For adults, there’s spicy, Moroccan-flavoured tasty rump with fragrant couscous…for the kids, keep the couscous plain and serve with simple and juicy ‘steak-and-veg on stix’. To save time, barbecue the kids’ and adults’ skewers at the same time.
INGREDIENTS
2 zucchini, cut into 3 cm-thick rounds
600g beef rump steak, trimmed, cut into 4 cm cubes
1 onion, cut into wedges
185g couscous
olive oil, for brushing
8 bamboo skewers, soaked for 30 minutes
or 8 metal skewers
INGREDIENTS FOR ADULTS
1 teaspoon lemon zest, finely grated
2 teaspoons mint, chopped
2 teaspoons flat-leaf parsley, chopped
1 teaspoon flaked almonds, toasted
1 teaspoon nutmeg, freshly grated
1 teaspoon ground cumin
1 teaspoon ground coriander
1/4 teaspoon ground allspice
1/4 teaspoon ground ginger
pinch cayenne pepper
pinch ground cinnamon
1 tablespoon olive oil
METHOD
Preheat the grill of your barbecue to a medium heat.

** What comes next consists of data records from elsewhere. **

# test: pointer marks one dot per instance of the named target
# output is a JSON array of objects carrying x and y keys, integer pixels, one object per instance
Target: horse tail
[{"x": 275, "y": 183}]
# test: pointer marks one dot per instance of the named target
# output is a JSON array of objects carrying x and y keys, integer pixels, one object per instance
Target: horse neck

Thread the zucchini, beef and onion alternately onto the skewers and divide onto two plates.
In a heatproof bowl, prepare the couscous according to the packet instructions. Fluff it up with a fork and divide into two portions.
DISH ONE
For the kids, lightly brush the skewers with olive oil, season with salt and grill for 3 minutes on each side for medium, or until cooked to their liking.
Keep the couscous plain and serve with the juicy beef skewers.
DISH TWO
While the couscous is still warm, add the lemon zest, mint, parsley and almonds to one portion and stir with a fork. Cover and let it stand for 1 minute more.
In a bowl, combine the spices with the oil. Season with salt and brush the spicy mixture onto the adults’ skewers. Barbecue for 3 minutes on each side for medium, or until cooked to your liking.
Remove the beef, onion and zucchini from the skewers and serve on the fragrant couscous.